Held online in September 2021, the first Arts for Social Change Showcase brought together 10 quick-fire presentations exploring participatory arts projects, passions and practice. Each presenter had 5 minutes and no more than 15 slides to share the theme, project, issue or community that they wanted to showcase. Watch back the presentations and the question and answer sessions here.
Mark Knightley, La Lucha (‘The Fight Back’)
Mark Knightley is the co-artistic director of Crowded Room, seeking to speak to and work with people whose lives are both ordinary and remarkable and use their words to sculpt a script, or we work with them to co-create a play. In La Lucha, 9 female cleaners from Latin America make a play about their fight for justice and understanding in the face of workplace exploitation.
Lindsay Keith, an immersive theatre piece Space Plague
Lindsay is a BAFTA-nominated filmmaker, award-winning science and arts festival producer. She worked in broadcast TV, producing and directing science-based programmes for BBC1&2 and so on. This was where her interest in public engagement and attitudes to science developed. She founded SMASHfestUK, an immersive science and arts festival for marginalized young people and families.
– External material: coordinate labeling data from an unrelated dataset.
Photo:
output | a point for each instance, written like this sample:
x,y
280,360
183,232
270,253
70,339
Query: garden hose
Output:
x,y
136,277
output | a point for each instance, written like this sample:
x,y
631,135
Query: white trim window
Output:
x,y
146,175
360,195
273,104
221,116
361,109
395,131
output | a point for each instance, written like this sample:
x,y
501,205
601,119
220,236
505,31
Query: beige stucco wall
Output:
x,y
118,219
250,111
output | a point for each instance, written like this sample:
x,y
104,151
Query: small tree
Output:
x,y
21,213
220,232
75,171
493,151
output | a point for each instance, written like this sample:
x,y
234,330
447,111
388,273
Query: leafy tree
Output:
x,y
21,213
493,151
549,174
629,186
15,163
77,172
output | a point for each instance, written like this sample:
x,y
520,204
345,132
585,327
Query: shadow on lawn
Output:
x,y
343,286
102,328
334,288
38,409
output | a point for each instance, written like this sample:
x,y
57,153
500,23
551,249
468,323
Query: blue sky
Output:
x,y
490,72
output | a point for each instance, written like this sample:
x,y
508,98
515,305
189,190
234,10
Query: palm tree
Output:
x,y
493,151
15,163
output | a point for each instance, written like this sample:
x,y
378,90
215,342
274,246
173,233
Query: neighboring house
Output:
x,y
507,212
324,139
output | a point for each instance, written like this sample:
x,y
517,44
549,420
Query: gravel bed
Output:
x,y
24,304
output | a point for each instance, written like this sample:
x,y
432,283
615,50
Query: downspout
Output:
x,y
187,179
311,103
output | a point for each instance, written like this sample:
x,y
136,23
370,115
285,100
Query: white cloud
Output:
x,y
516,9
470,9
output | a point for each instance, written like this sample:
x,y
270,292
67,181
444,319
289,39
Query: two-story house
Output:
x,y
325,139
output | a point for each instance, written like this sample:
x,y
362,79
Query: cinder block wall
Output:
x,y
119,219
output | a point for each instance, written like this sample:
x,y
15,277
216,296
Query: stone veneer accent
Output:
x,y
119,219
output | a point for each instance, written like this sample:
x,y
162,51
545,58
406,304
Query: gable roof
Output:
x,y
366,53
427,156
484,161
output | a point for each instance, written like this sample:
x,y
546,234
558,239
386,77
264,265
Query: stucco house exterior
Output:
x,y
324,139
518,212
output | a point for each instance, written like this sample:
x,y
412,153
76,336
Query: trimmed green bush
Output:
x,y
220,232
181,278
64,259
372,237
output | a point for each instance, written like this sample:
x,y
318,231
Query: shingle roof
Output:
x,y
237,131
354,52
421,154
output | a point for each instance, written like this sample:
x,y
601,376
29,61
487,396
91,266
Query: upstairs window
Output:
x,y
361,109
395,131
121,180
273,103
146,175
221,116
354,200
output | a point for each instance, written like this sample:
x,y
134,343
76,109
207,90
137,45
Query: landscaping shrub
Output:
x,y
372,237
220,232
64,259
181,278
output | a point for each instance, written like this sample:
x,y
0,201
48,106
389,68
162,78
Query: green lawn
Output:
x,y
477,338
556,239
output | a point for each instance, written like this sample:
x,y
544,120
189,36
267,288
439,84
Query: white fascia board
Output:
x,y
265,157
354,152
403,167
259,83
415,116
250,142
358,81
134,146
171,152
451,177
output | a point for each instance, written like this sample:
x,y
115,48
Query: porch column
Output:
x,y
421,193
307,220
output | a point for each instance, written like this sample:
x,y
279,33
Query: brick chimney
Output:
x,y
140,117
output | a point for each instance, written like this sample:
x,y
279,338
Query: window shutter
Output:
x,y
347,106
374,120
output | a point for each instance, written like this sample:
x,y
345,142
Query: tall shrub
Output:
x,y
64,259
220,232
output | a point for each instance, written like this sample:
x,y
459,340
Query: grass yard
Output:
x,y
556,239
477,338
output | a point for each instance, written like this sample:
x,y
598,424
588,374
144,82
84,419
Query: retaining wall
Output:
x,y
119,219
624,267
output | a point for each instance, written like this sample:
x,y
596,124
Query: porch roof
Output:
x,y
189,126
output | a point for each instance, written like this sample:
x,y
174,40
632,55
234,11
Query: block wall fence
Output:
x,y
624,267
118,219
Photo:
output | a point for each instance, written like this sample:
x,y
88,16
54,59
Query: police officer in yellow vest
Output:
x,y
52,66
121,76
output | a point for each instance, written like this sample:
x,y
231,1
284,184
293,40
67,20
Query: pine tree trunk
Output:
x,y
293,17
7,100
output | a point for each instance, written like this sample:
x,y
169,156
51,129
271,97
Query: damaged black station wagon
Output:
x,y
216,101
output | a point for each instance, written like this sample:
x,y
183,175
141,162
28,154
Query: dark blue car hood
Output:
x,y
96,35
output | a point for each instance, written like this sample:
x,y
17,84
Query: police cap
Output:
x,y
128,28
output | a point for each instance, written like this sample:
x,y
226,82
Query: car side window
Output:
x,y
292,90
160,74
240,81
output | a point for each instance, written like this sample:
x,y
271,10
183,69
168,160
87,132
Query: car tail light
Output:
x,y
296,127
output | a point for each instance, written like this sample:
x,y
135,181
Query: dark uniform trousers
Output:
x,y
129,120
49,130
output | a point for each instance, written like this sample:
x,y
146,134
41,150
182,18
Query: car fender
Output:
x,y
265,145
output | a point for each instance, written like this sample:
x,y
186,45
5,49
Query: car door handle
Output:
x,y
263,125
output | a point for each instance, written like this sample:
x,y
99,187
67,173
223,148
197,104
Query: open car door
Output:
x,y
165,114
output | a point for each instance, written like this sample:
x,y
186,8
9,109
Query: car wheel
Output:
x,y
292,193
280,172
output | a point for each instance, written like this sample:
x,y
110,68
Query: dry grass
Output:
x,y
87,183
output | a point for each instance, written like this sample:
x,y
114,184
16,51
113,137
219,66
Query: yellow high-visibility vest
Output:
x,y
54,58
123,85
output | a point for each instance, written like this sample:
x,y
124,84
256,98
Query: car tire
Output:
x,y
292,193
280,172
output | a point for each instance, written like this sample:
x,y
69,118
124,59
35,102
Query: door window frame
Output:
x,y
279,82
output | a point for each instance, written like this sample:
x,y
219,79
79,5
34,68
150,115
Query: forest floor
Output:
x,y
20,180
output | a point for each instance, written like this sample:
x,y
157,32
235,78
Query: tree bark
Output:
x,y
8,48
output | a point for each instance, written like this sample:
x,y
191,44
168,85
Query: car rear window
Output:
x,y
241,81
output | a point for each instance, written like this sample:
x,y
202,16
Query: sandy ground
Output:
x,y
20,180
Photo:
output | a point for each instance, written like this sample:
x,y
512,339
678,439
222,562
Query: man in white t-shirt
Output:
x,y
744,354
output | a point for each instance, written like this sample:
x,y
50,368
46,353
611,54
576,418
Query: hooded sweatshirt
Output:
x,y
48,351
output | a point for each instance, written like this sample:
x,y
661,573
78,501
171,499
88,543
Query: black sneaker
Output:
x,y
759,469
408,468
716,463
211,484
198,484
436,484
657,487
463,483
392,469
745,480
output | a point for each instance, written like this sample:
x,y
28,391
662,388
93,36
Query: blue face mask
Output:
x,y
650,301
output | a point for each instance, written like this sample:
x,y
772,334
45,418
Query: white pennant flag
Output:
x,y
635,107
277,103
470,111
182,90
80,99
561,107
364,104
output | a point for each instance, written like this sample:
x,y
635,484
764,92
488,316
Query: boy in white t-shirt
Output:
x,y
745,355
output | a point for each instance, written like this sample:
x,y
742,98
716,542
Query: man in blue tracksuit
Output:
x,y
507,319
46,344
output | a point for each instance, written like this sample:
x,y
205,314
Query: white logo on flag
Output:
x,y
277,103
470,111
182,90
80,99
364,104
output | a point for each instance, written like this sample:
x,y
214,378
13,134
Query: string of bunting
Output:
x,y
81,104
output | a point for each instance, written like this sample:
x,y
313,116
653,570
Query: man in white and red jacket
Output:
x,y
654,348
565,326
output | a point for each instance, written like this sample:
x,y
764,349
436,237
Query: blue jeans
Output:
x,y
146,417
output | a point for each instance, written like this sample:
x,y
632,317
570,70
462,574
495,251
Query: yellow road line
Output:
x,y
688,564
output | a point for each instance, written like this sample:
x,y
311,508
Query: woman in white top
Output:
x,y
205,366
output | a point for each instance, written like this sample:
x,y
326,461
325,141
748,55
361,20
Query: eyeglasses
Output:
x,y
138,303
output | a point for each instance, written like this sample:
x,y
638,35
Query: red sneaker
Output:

Pedro de Senna, a research project Futures
Pedro de Senna is a Brazilian theatre practitioner and academic. His current research focuses on the relationships between Futures Studies and Performance Studies, and between theatre, education and society. He is part of a project FUTURES which aims to develop innovative, future-oriented processes, tools, and methods that will foster personal and professional development.
Kate Beckett, Using Drama to Improve NHS Trauma Care
Kate’s research uses forum theatre to bring diverse evidence alive and engage multiple stakeholders in co-producing innovative solutions to improve patient care. She collaborates with theatre practitioners, patients, practitioners, and researchers to combine and utilise their diverse expertise to catalyse change.
Tony Cealy, 1981 Exuberant Defiance
Tony Cealy is an arts practitioner, facilitator and creative producer who makes work designed to engage the public in issues that are important for social change. He often works alongside other practitioners using performative methodologies to bring together members of hostile communities to find ways for them to recognise their shared humanity and a way for them to start to communicate.
Maria Tivnan, Making Home: A snapshot of Performance, Academia and Activism
Maria is a second year Irish Research Council doctoral candidate at NUI, Galway. Her practice based project examines how theatre artists create and challenge meanings of ‘home’ in Galway, Gaza and Mexico city. Maria is the artistic director of Galway based Fregoli Theatre, a theatre company, who tour nationally and internationally including performances at the Edinburgh Fringe.
Question & Answer Session Part 1
Katy Rubin, Start Legislative Theatre Process to Imagine Democracy
Katy Rubin is a UK-based practitioner in the field of Legislative Theatre, a participatory democracy methodology that’s creative, accessible, and inclusive. Currently working with local councils across the UK on housing and homelessness, climate change, and cultural policy, she is passionate about community-driven policy change that moves the needle towards equity.
Rob Brannen, ‘Strange Tale’: Creating a Community Drama for the Shakespeare North Playhouse
Rob Brannen is Professor of Arts Education and Head of Performing Arts at De Montfort University, Leicester. He has published, presented papers in the areas of pedagogy and performance, new theatre writing and the politics of arts funding. He is currently collaborating as playwright/facilitator with Community Theatre practitioners on Strange Tale for the opening of Shakespeare North Theatre.
Matthew Hahn, A Little Panto By The Sea
Matthew Hahn is an international theatre director, playwright and theatre for development facilitator with experience of creating, coordinating and implementing theatre projects in the United Kingdom, the United States, East & Southern Africa. He regularly facilitates ‘Ethical Leadership’ Workshops based on his interviews with former South African political prisoners and selections from ‘The Complete Works of William Shakespeare.’ He is a trustee at Most Mira, a charity which uses applied arts to help to build bridges between divided communities in Bosnia.
Lora Krasteva, Becoming British
Lora Krasteva is an artist, activist and cultural producer. She heads Global Voices Theatre, a female and non-binary, immigrant led theatre company dedicated to introducing international theatre by historically excluded creatives in the UK. She creates devised, socially engaged theatre with professionals and community members alike and works with Arts & Homelessness International to advocate for a place for creativity in homelessness provision.